We present a new parallel computational framework for the efficient solution of a class of $L^2$/$L^1$-regularized optimal control problems governed by semi-linear elliptic partial differential equations (PDEs). The main difficulty in solving this type of problem is the nonlinearity and non-smoothness of the $L^1$-term in the cost functional, which we address by employing a combination of several tools. First, we approximate the non-differentiable projection operator appearing in the optimality system by an appropriately chosen regularized operator and establish convergence of the resulting system's solutions. Second, we apply a continuation strategy to control the regularization parameter to improve the behavior of (damped) Newton methods.
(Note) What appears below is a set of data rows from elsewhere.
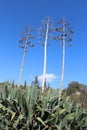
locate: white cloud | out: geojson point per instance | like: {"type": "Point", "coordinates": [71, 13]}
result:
{"type": "Point", "coordinates": [49, 77]}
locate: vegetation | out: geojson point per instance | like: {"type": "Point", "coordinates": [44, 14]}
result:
{"type": "Point", "coordinates": [28, 109]}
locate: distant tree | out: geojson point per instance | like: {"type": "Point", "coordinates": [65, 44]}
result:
{"type": "Point", "coordinates": [65, 35]}
{"type": "Point", "coordinates": [24, 43]}
{"type": "Point", "coordinates": [45, 34]}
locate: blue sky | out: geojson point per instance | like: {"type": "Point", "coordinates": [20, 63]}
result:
{"type": "Point", "coordinates": [16, 14]}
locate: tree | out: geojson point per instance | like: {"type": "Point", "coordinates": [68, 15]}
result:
{"type": "Point", "coordinates": [65, 36]}
{"type": "Point", "coordinates": [45, 33]}
{"type": "Point", "coordinates": [24, 43]}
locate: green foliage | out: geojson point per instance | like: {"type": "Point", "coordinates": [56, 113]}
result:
{"type": "Point", "coordinates": [29, 109]}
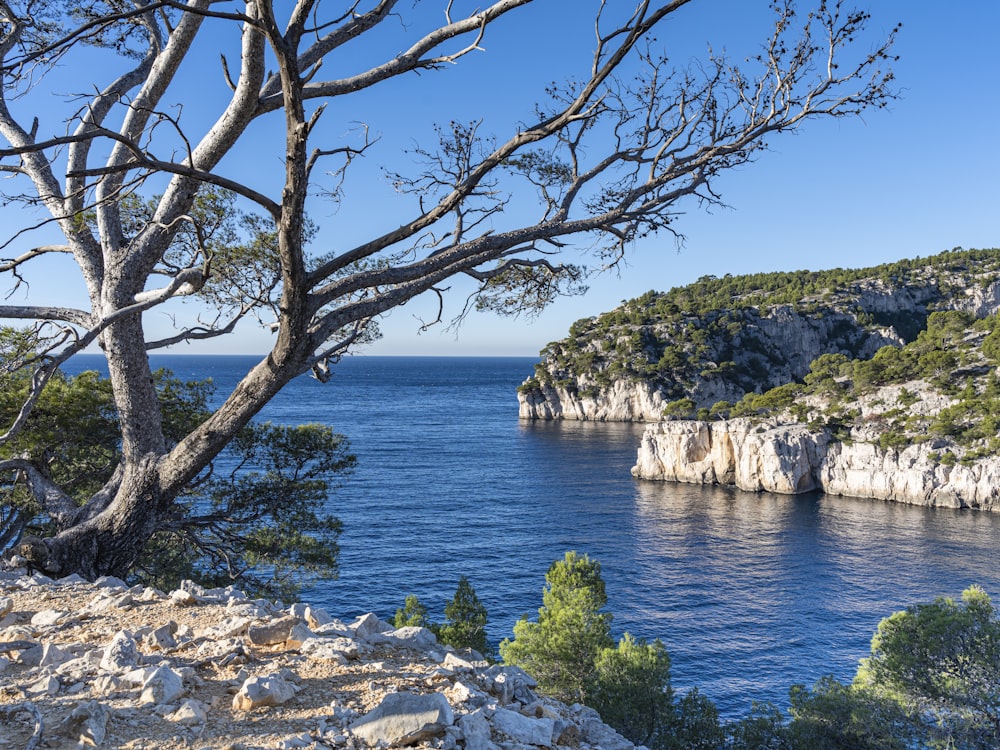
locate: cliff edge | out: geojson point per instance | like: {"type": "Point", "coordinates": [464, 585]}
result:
{"type": "Point", "coordinates": [105, 665]}
{"type": "Point", "coordinates": [791, 458]}
{"type": "Point", "coordinates": [718, 339]}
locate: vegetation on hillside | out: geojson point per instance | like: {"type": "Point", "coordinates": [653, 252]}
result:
{"type": "Point", "coordinates": [944, 387]}
{"type": "Point", "coordinates": [930, 680]}
{"type": "Point", "coordinates": [712, 329]}
{"type": "Point", "coordinates": [255, 518]}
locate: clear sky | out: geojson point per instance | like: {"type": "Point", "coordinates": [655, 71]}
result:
{"type": "Point", "coordinates": [910, 181]}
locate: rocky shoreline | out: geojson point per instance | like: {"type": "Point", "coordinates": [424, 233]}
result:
{"type": "Point", "coordinates": [770, 456]}
{"type": "Point", "coordinates": [106, 665]}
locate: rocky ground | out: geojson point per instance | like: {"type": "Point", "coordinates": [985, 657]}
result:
{"type": "Point", "coordinates": [101, 664]}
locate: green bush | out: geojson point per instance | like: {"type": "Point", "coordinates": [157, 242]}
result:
{"type": "Point", "coordinates": [560, 650]}
{"type": "Point", "coordinates": [465, 621]}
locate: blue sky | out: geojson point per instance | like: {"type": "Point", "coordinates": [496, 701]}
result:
{"type": "Point", "coordinates": [917, 179]}
{"type": "Point", "coordinates": [910, 181]}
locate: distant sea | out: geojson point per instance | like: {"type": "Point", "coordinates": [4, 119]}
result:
{"type": "Point", "coordinates": [750, 593]}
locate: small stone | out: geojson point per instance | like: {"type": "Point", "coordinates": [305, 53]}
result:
{"type": "Point", "coordinates": [110, 582]}
{"type": "Point", "coordinates": [368, 624]}
{"type": "Point", "coordinates": [53, 656]}
{"type": "Point", "coordinates": [86, 724]}
{"type": "Point", "coordinates": [273, 632]}
{"type": "Point", "coordinates": [162, 639]}
{"type": "Point", "coordinates": [47, 617]}
{"type": "Point", "coordinates": [45, 686]}
{"type": "Point", "coordinates": [181, 598]}
{"type": "Point", "coordinates": [270, 690]}
{"type": "Point", "coordinates": [121, 654]}
{"type": "Point", "coordinates": [476, 731]}
{"type": "Point", "coordinates": [524, 729]}
{"type": "Point", "coordinates": [405, 719]}
{"type": "Point", "coordinates": [162, 686]}
{"type": "Point", "coordinates": [189, 712]}
{"type": "Point", "coordinates": [229, 628]}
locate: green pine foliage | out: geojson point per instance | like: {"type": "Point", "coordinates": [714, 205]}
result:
{"type": "Point", "coordinates": [955, 358]}
{"type": "Point", "coordinates": [412, 614]}
{"type": "Point", "coordinates": [710, 329]}
{"type": "Point", "coordinates": [465, 621]}
{"type": "Point", "coordinates": [561, 648]}
{"type": "Point", "coordinates": [631, 690]}
{"type": "Point", "coordinates": [941, 663]}
{"type": "Point", "coordinates": [261, 526]}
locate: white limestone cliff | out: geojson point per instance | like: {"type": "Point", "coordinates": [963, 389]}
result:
{"type": "Point", "coordinates": [790, 459]}
{"type": "Point", "coordinates": [623, 401]}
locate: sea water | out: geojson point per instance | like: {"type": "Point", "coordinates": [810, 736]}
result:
{"type": "Point", "coordinates": [750, 593]}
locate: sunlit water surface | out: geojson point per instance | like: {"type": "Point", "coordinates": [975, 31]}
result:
{"type": "Point", "coordinates": [751, 593]}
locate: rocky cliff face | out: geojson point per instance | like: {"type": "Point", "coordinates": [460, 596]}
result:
{"type": "Point", "coordinates": [105, 665]}
{"type": "Point", "coordinates": [790, 459]}
{"type": "Point", "coordinates": [623, 401]}
{"type": "Point", "coordinates": [627, 365]}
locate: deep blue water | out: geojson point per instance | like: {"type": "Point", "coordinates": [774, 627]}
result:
{"type": "Point", "coordinates": [751, 593]}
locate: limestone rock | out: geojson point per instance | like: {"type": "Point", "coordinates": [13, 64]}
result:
{"type": "Point", "coordinates": [164, 685]}
{"type": "Point", "coordinates": [86, 724]}
{"type": "Point", "coordinates": [476, 731]}
{"type": "Point", "coordinates": [405, 719]}
{"type": "Point", "coordinates": [790, 458]}
{"type": "Point", "coordinates": [47, 617]}
{"type": "Point", "coordinates": [524, 729]}
{"type": "Point", "coordinates": [369, 624]}
{"type": "Point", "coordinates": [270, 690]}
{"type": "Point", "coordinates": [273, 632]}
{"type": "Point", "coordinates": [121, 654]}
{"type": "Point", "coordinates": [189, 712]}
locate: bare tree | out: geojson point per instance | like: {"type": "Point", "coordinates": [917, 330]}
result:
{"type": "Point", "coordinates": [609, 157]}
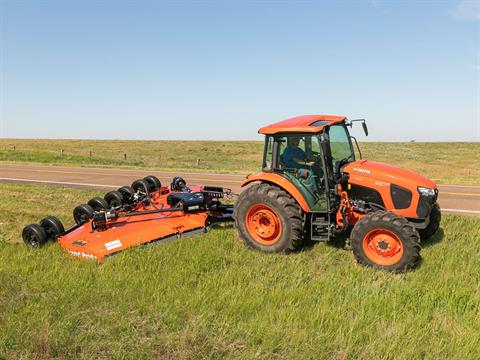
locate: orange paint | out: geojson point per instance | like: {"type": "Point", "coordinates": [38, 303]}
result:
{"type": "Point", "coordinates": [263, 224]}
{"type": "Point", "coordinates": [383, 247]}
{"type": "Point", "coordinates": [301, 124]}
{"type": "Point", "coordinates": [127, 232]}
{"type": "Point", "coordinates": [381, 176]}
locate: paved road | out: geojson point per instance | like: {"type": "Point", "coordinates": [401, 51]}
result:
{"type": "Point", "coordinates": [459, 199]}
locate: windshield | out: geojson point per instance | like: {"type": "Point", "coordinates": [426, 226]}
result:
{"type": "Point", "coordinates": [340, 146]}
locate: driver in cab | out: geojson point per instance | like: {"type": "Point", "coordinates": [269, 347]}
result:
{"type": "Point", "coordinates": [293, 157]}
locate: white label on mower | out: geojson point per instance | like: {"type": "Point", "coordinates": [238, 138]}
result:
{"type": "Point", "coordinates": [365, 171]}
{"type": "Point", "coordinates": [113, 244]}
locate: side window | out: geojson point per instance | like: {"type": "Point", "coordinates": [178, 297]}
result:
{"type": "Point", "coordinates": [268, 155]}
{"type": "Point", "coordinates": [340, 143]}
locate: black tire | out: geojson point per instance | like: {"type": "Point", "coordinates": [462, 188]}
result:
{"type": "Point", "coordinates": [82, 213]}
{"type": "Point", "coordinates": [52, 226]}
{"type": "Point", "coordinates": [392, 230]}
{"type": "Point", "coordinates": [114, 199]}
{"type": "Point", "coordinates": [98, 204]}
{"type": "Point", "coordinates": [434, 225]}
{"type": "Point", "coordinates": [153, 182]}
{"type": "Point", "coordinates": [34, 235]}
{"type": "Point", "coordinates": [289, 234]}
{"type": "Point", "coordinates": [140, 185]}
{"type": "Point", "coordinates": [127, 194]}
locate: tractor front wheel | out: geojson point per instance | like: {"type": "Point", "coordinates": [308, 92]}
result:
{"type": "Point", "coordinates": [387, 241]}
{"type": "Point", "coordinates": [269, 219]}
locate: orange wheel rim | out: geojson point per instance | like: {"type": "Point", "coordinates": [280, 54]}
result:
{"type": "Point", "coordinates": [383, 247]}
{"type": "Point", "coordinates": [263, 224]}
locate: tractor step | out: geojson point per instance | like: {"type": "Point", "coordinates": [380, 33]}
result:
{"type": "Point", "coordinates": [319, 227]}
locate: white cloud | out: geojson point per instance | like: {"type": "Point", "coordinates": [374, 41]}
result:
{"type": "Point", "coordinates": [468, 10]}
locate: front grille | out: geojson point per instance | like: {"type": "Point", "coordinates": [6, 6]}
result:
{"type": "Point", "coordinates": [402, 198]}
{"type": "Point", "coordinates": [425, 204]}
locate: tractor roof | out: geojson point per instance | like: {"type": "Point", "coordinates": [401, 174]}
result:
{"type": "Point", "coordinates": [302, 124]}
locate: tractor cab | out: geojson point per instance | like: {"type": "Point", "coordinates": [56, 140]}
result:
{"type": "Point", "coordinates": [311, 186]}
{"type": "Point", "coordinates": [311, 161]}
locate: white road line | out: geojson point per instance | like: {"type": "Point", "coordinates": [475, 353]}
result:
{"type": "Point", "coordinates": [108, 171]}
{"type": "Point", "coordinates": [463, 186]}
{"type": "Point", "coordinates": [60, 182]}
{"type": "Point", "coordinates": [117, 186]}
{"type": "Point", "coordinates": [462, 211]}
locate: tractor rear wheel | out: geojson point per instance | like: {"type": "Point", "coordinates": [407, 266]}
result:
{"type": "Point", "coordinates": [269, 219]}
{"type": "Point", "coordinates": [434, 225]}
{"type": "Point", "coordinates": [387, 241]}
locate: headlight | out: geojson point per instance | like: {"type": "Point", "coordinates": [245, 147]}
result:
{"type": "Point", "coordinates": [426, 192]}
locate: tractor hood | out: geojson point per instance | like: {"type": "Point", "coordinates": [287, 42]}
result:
{"type": "Point", "coordinates": [387, 173]}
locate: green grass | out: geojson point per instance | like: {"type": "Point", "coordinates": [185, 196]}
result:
{"type": "Point", "coordinates": [447, 163]}
{"type": "Point", "coordinates": [210, 297]}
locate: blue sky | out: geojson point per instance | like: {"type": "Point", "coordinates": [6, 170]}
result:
{"type": "Point", "coordinates": [221, 70]}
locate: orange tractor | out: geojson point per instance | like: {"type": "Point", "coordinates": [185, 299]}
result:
{"type": "Point", "coordinates": [311, 187]}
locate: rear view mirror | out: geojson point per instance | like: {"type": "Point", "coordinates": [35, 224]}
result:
{"type": "Point", "coordinates": [365, 129]}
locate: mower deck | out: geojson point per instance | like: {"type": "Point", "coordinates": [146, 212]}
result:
{"type": "Point", "coordinates": [126, 232]}
{"type": "Point", "coordinates": [163, 214]}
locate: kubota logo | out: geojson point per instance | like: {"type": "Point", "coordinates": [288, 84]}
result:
{"type": "Point", "coordinates": [365, 171]}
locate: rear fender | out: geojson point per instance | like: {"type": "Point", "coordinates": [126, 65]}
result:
{"type": "Point", "coordinates": [281, 182]}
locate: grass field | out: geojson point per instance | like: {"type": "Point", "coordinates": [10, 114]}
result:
{"type": "Point", "coordinates": [447, 163]}
{"type": "Point", "coordinates": [209, 297]}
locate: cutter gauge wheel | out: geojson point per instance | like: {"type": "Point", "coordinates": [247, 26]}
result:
{"type": "Point", "coordinates": [98, 204]}
{"type": "Point", "coordinates": [153, 183]}
{"type": "Point", "coordinates": [52, 226]}
{"type": "Point", "coordinates": [82, 213]}
{"type": "Point", "coordinates": [140, 185]}
{"type": "Point", "coordinates": [34, 235]}
{"type": "Point", "coordinates": [114, 198]}
{"type": "Point", "coordinates": [128, 194]}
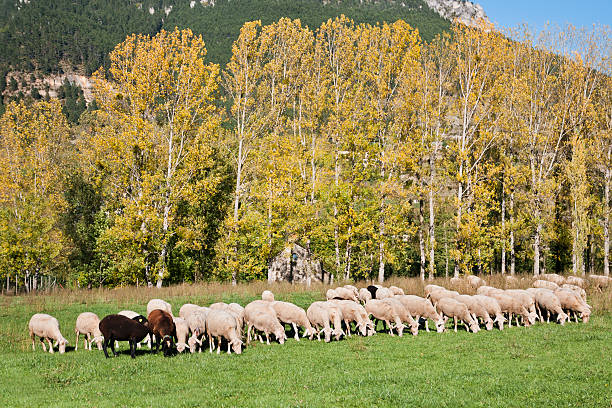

Third, we combine Newton's method with a domain-decomposition-based nonlinear preconditioning, which improves its robustness properties and allows for parallelization. The efficiency of the proposed numerical framework is demonstrated by extensive numerical experiments.

翻译：本文提出了一种新的并行计算框架，用于高效求解一类由半线性椭圆偏微分方程（PDEs）控制的$L^2$/$L^1$正则化最优控制问题。求解此类问题的主要困难在于代价泛函中$L^1$项的非线性与非光滑性。我们通过结合多种工具来解决这一难题。首先，我们用一个适当选取的正则化算子来逼近最优性系统中出现的不可微投影算子，并证明了所得系统解的收敛性。其次，我们采用延拓策略来控制正则化参数，以改善（阻尼）牛顿法的性能。第三，我们将牛顿法与基于区域分解的非线性预条件技术相结合，这增强了算法的鲁棒性并实现了并行化。大量数值实验验证了所提数值框架的有效性。